Not goodThe auto ref construct for the return type works with normal functions, as will be shown later. Developers are
discussing the problem, and even have a
solution . Here everything is not so simple and unambiguous, as it may seem.
In D, as in many languages there is a lazy calculation of arguments (the calculation of an argument only at the moment when it is used) of the function:
import std.stdio; void foo( bool x, lazy string str ) { writeln( "foo call" ); if( x ) writeln( str ); } string bar() { writeln( "build string" ); return "hello habr"; } void main() { writeln( "x = false" ); foo( false, bar() ); writeln( "x = true" ); foo( true, bar() ); }
will lead
x = false foo call x = true foo call build string hello habr
A complete list of storage classes of arguments:
- no - argument as mutable copy
- in - same as const scope
- out - pass by reference with initialization by default
- ref - just passing by reference
- scope - links inside such a parameter cannot be “released outside” (escaped), for example, assigned to a global variable *
- lazy - the argument is calculated only at the moment when it is used in the function body
- const - the argument is implicitly cast to const type
- immutable - the argument is implicitly cast to the immutable type
- shared - the argument is implicitly cast to the shared type.
- inout - the argument is implicitly cast to the inout type.
about scopeIn fact, I did not understand what he was doing. The documentation is written:
scope - references in the parameter cannot be escaped (eg assigned to a global variable)
What is denied by the performance of such a code:
int* glob1; int* glob2; struct A { int val; int* ptr; } void func( scope A a ) { glob1 = &(a.val); glob2 = a.ptr; } void main() { auto val = 10; auto a = A(5,&val); func( a ); assert( &val != &(a.val) );
Maybe I misunderstood something? Maybe they cut the implementation of this behavior because they want to make the scope deprecated keyword. Maybe this is just a bug.
Of course, the auto keyword can be used to calculate the return value:
auto func( int a ) { return a * 2; }
With multiple returns, the enclosing type is computed:
auto func( int a, double b ) // double { if( a > b ) return a; else if( b > a ) return b; else return 0UL; }
For the case when you want to return a reference, you can use the auto ref return type.

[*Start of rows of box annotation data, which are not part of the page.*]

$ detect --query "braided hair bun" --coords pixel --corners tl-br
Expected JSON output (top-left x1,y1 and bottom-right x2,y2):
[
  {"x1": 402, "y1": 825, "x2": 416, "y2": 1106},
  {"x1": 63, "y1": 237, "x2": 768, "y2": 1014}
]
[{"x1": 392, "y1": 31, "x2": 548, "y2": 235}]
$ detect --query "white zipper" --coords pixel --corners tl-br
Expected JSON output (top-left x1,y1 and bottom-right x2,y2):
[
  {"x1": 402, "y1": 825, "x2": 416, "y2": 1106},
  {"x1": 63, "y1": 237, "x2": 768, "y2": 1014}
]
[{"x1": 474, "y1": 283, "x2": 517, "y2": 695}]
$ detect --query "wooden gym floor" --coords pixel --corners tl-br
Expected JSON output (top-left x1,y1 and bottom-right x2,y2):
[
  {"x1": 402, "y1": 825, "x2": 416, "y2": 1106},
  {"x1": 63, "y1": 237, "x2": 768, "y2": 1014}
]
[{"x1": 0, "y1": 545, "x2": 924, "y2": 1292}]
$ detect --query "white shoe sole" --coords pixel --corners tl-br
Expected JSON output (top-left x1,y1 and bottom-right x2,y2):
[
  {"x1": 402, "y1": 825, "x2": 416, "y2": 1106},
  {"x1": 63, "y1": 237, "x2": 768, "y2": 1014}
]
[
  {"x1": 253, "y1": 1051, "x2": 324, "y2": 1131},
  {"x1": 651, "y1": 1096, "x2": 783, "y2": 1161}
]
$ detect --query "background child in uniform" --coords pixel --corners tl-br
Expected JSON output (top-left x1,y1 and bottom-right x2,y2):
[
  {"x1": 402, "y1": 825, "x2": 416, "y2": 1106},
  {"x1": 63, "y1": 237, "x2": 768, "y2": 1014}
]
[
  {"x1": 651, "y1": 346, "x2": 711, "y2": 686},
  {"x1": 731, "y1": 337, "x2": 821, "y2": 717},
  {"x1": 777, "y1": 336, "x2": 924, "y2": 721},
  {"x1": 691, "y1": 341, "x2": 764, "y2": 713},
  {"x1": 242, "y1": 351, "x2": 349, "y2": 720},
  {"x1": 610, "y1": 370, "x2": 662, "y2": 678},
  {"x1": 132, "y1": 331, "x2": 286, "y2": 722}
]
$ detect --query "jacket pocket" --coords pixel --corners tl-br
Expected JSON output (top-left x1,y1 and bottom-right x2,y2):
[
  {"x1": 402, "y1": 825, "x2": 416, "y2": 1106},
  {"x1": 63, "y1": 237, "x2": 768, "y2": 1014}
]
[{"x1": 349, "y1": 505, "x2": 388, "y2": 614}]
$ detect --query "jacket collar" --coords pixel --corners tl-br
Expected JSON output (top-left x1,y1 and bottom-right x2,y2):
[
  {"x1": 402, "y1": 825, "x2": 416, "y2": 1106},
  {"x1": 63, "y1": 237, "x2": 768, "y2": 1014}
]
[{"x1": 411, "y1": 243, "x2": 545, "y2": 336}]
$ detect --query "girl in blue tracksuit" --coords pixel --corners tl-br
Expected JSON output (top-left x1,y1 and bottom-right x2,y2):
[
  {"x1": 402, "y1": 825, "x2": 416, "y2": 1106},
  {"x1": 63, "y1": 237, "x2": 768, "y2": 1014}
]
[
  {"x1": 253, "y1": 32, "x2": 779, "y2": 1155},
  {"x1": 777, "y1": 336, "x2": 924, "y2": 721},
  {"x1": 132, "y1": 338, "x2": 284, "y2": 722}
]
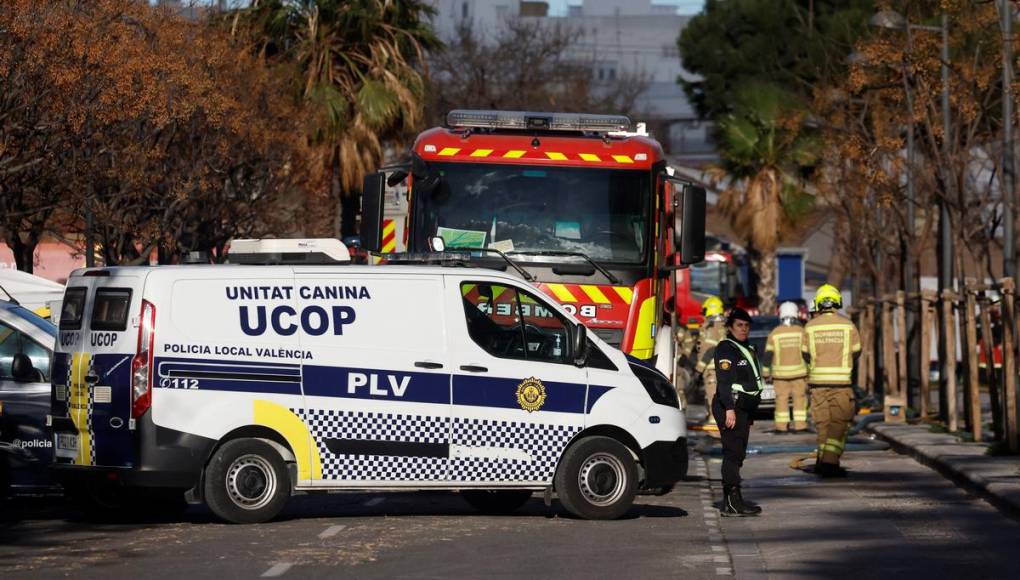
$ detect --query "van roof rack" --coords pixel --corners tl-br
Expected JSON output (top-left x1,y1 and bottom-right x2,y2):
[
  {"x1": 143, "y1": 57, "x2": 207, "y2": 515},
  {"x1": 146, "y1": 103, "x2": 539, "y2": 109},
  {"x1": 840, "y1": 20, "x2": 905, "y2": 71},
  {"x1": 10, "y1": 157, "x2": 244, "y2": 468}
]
[
  {"x1": 381, "y1": 248, "x2": 536, "y2": 281},
  {"x1": 226, "y1": 238, "x2": 351, "y2": 265}
]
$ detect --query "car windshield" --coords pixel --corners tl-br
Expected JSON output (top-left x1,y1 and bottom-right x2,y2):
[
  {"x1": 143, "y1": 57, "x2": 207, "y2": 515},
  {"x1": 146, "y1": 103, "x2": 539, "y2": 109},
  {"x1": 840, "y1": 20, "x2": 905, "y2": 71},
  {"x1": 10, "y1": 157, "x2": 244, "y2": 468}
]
[{"x1": 414, "y1": 163, "x2": 652, "y2": 263}]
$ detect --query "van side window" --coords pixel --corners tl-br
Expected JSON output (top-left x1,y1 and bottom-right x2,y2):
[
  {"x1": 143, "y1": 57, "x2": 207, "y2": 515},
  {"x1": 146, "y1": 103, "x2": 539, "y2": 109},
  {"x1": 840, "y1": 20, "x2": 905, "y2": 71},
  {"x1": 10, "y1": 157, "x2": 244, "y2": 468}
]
[
  {"x1": 60, "y1": 287, "x2": 88, "y2": 330},
  {"x1": 0, "y1": 322, "x2": 50, "y2": 382},
  {"x1": 460, "y1": 282, "x2": 569, "y2": 364}
]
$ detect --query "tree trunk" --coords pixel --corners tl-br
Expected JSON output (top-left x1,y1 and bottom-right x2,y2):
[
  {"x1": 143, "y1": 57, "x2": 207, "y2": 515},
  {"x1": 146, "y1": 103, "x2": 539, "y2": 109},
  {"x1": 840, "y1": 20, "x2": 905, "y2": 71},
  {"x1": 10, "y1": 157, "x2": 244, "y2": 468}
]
[{"x1": 755, "y1": 250, "x2": 775, "y2": 314}]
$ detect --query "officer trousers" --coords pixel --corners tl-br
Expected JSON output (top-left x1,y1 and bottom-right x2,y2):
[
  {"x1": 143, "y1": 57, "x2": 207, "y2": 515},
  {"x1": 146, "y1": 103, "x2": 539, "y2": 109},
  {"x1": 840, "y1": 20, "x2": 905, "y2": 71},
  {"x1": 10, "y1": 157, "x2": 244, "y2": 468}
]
[
  {"x1": 702, "y1": 368, "x2": 716, "y2": 425},
  {"x1": 712, "y1": 397, "x2": 754, "y2": 486},
  {"x1": 811, "y1": 385, "x2": 854, "y2": 465},
  {"x1": 772, "y1": 377, "x2": 808, "y2": 431}
]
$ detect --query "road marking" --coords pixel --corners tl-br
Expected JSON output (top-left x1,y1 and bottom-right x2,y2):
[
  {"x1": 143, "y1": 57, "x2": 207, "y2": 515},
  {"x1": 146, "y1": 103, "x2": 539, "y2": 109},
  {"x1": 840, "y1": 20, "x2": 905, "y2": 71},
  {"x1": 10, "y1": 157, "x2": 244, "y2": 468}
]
[
  {"x1": 319, "y1": 525, "x2": 347, "y2": 539},
  {"x1": 262, "y1": 562, "x2": 294, "y2": 578}
]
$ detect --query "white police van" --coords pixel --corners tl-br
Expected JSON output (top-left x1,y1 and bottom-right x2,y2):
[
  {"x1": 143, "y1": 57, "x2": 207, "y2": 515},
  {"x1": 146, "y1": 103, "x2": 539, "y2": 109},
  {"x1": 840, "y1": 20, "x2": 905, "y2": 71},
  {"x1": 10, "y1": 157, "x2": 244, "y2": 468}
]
[{"x1": 50, "y1": 241, "x2": 687, "y2": 523}]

class A { auto ref int foo( ref int x ) { return 3; } } class B : A { override auto ref int foo( ref int x ) { return x; } } class C : A { int k; override auto ref int foo( ref int x ) { return k; } } void main() { auto a = new A; auto b = new B; auto c = new C; int val = 10;
An example with OOP is given, because I do not quite understand why using auto ref outside this context, if you have a good, simple example illustrating the need for auto ref for normal functions, I will be happy to add it.
In the second part we will talk about @ safe, pure, nothrow and some other aspects.
Here I could forget something important (implicit for newcomers to the language), so I’ll add to the commentators well.